Zimbabwe has expressed confidence that the adoption of a local currency has potential to spur industrial growth to 60 per cent and boost exports.
This was revealed by Industry and Commerce Minister Mangaliso Ndlovu at a breakfast meeting on the state of the country’s industry and commercial sector.
Minister Ndlovu said Zimbabwe’s industrial and manufacturing sector capacity utilisation needs to be at least on 60 percent with anything less than that being a sign that there are a lot of inefficiencies, which have a negative bearing on product pricing and competitiveness.
According to the Confederation of Zimbabwe Industries manufacturing survey of 2018, last year’s capacity utilisation was the best over the last five years as industry operated at 48 percent, but outlook had predicted a drop to 34.3 percent before Government’s intervention.
In line with the Transitional Stabilisation Programme of fostering a private sector-led economic revival, Government early this month promulgated (SI) 142 of 2019, also known as Reserve Bank of Zimbabwe (Legal Tender) Regulations, which scrapped the multi-currency and introduced the Zimbabwe dollar.

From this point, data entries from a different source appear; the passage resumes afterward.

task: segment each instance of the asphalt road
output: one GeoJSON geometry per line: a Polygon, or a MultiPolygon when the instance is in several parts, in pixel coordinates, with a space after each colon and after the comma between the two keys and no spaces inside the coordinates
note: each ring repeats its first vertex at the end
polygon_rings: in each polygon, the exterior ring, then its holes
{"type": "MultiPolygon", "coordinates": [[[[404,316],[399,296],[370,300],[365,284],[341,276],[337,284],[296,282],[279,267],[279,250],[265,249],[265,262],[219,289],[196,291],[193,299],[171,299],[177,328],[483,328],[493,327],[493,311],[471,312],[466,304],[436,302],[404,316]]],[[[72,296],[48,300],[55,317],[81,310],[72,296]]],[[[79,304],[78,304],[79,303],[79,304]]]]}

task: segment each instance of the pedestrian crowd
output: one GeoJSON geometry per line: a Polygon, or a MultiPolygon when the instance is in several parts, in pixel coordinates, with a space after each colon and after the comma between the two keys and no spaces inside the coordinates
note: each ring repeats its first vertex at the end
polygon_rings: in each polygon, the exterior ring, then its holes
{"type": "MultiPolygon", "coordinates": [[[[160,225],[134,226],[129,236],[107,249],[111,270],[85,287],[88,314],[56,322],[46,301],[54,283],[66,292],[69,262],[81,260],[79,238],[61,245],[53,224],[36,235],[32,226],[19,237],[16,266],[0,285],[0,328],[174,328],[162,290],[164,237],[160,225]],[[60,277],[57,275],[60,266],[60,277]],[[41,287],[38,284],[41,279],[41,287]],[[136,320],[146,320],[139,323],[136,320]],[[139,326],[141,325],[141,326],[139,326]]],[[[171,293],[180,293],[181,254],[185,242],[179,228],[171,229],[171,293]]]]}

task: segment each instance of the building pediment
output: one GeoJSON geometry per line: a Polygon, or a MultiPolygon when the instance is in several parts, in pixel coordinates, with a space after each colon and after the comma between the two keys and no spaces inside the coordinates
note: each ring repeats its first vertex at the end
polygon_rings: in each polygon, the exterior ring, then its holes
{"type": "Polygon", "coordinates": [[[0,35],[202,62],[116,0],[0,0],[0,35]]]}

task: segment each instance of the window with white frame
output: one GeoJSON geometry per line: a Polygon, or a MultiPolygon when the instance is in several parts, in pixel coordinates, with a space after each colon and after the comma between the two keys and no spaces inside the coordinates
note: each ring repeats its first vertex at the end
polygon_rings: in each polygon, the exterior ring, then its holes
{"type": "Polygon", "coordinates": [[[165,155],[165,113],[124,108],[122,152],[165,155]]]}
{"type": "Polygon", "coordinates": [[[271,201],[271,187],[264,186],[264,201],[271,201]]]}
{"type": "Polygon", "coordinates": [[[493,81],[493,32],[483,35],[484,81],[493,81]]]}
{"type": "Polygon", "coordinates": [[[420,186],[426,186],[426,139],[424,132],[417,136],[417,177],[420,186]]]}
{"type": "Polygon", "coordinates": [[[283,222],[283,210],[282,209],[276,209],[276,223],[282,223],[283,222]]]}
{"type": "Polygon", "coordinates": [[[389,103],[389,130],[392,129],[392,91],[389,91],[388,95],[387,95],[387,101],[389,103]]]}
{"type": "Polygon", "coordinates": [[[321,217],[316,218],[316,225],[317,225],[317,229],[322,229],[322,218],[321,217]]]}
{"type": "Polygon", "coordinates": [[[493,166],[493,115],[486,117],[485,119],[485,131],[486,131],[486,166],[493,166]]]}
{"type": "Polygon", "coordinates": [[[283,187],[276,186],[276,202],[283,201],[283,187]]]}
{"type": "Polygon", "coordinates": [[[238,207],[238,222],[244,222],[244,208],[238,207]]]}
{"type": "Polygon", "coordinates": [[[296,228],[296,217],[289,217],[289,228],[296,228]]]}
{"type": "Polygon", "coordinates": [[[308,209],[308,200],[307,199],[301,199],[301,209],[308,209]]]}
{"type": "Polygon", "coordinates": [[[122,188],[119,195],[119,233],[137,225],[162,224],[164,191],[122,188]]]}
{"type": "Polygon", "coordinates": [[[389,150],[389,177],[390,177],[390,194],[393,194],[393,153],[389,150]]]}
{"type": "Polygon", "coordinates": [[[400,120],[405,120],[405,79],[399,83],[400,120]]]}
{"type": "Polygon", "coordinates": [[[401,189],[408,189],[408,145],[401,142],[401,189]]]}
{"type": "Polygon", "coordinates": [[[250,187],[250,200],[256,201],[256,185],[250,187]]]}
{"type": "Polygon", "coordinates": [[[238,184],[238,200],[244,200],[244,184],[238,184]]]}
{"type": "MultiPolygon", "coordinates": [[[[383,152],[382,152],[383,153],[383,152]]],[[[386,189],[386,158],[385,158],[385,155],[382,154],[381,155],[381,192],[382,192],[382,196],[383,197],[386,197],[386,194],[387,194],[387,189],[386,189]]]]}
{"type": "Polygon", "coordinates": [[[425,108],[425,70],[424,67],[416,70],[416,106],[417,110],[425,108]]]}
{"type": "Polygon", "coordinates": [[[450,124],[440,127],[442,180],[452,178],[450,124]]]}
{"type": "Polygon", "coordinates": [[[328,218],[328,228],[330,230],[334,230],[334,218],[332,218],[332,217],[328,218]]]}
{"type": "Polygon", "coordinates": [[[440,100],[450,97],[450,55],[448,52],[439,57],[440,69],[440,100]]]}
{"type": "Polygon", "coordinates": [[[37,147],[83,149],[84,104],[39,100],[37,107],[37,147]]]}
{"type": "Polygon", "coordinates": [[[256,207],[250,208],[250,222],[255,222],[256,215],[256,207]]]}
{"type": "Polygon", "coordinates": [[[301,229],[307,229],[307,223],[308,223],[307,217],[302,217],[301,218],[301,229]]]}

“We had a number of policy interventions, some well-planned (and) mostly influenced by the input from private sector, some well-planned as well, but abruptly implemented because that’s what had to be done,” said Minister Ndlovu.
“When you are to make changes to currency related issues you don’t give people time particularly Zimbabweans.
“I have no doubt that the local currency is what we needed now particularly for the purposes of improving our competitiveness as we venture into the export market.
“I believe this is the right time for this Government to discuss how best to exploit export opportunities.
“We should focus on export-led industrialisation, we want to anchor and take advantage of African Continental Free Trade Area. I know there is bit of nervousness when it comes to this (free trade), but we need to prepare ourselves as a nation for that.”